## Dealing with out-of-memory (OOM) errors

If you got this error while running a script

```bash
OutOfMemoryError: CUDA out of memory. Tried to allocate 2.22 GiB. GPU 0 has a total capacity of 79.15 GiB of which 228.38 MiB is free. Including non-PyTorch memory, this process
has 78.93 GiB memory in use. Of the allocated memory 76.28 GiB is allocated by PyTorch, and 2.14 GiB is reserved by PyTorch but unallocated. If reserved but unallocated memory
is large try setting max_split_size_mb to avoid fragmentation.  See documentation for Memory Management and PYTORCH_CUDA_ALLOC_CONF
```

it means that your GPU memory size wasn't big enough for the model and script configuration.

Here's a few things you can try:

### Reduce the micro batch size

Adjust the `micro_batch_size = ...` variable in the fine-tuning and pretraining scripts. This variable determines the number of samples loaded per iteration.

A smaller value will simply load fewer samples simultaneously.

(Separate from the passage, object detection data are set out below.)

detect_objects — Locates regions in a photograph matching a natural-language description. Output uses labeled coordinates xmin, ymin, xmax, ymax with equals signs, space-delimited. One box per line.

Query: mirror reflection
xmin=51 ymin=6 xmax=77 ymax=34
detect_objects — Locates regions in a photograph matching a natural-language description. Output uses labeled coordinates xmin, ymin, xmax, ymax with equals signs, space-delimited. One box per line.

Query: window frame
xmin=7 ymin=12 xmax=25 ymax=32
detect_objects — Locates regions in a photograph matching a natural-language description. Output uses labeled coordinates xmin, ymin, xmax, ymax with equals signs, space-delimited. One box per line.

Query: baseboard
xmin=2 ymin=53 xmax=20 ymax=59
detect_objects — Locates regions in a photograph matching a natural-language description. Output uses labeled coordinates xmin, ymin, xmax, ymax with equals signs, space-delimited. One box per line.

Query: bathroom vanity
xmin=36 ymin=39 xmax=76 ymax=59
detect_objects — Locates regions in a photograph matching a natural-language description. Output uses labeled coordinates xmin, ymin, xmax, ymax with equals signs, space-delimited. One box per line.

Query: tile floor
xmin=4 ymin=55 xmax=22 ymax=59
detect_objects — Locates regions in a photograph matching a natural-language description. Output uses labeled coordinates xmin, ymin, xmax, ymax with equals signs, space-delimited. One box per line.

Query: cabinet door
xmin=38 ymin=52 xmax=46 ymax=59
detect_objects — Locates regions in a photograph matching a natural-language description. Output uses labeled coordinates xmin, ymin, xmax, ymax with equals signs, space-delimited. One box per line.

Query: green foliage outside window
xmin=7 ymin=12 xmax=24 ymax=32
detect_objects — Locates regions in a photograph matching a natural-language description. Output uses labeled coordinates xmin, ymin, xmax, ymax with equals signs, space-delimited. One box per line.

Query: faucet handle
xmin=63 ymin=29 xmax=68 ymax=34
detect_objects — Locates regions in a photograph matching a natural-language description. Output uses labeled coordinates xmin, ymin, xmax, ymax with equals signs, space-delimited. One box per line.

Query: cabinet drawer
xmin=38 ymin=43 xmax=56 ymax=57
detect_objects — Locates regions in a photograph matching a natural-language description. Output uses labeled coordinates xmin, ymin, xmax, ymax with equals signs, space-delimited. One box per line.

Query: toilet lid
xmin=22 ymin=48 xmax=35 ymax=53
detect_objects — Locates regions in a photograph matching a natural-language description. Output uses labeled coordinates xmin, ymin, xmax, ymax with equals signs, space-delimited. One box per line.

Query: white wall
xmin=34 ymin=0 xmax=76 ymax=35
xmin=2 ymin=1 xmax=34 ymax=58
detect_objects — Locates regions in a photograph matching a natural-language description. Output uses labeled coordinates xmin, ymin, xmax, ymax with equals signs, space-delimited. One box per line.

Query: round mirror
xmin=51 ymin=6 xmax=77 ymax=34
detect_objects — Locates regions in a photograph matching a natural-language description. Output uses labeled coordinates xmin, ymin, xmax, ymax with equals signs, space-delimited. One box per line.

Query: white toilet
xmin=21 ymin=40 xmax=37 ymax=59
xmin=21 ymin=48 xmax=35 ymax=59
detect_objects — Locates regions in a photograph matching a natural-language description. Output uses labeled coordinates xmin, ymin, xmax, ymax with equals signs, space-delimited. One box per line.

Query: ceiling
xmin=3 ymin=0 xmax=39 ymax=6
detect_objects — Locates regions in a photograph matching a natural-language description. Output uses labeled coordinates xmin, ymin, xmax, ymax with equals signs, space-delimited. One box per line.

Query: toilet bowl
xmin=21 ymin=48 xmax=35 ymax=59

The minimum value is 1.

Experiment with different micro batch sizes to find a balance between memory consumption and computational efficiency. Smaller micro batch sizes consume less memory but may result in slower training convergence. Conversely, larger micro batch sizes require more memory but can accelerate training speed.

### Reduce the model's context length

The context length plays a significant role in running models with attention. By default, the scripts use the maximum
context length of the model, or a shorter length if the data is smaller. However, your hardware may not support such large context lengths.

To manually reduce it, you can modify the `max_seq_length` argument passed to the model forward.
Particularly, for the fine-tuning scripts, you can modify the `override_max_seq_length = None` at the beginning of the script.

Keep in mind that reducing the context length will affect the model's learning ability by limiting the attention window.

### Use lower precision

Our scripts expose the `--precision` argument, this directly impacts the memory usage.

Using true lower precision (`16-true`, `bf16-true`) reduces the memory usage by half compared to `32-true`, however,
the model might start producing NaNs due to the limited range of representable values.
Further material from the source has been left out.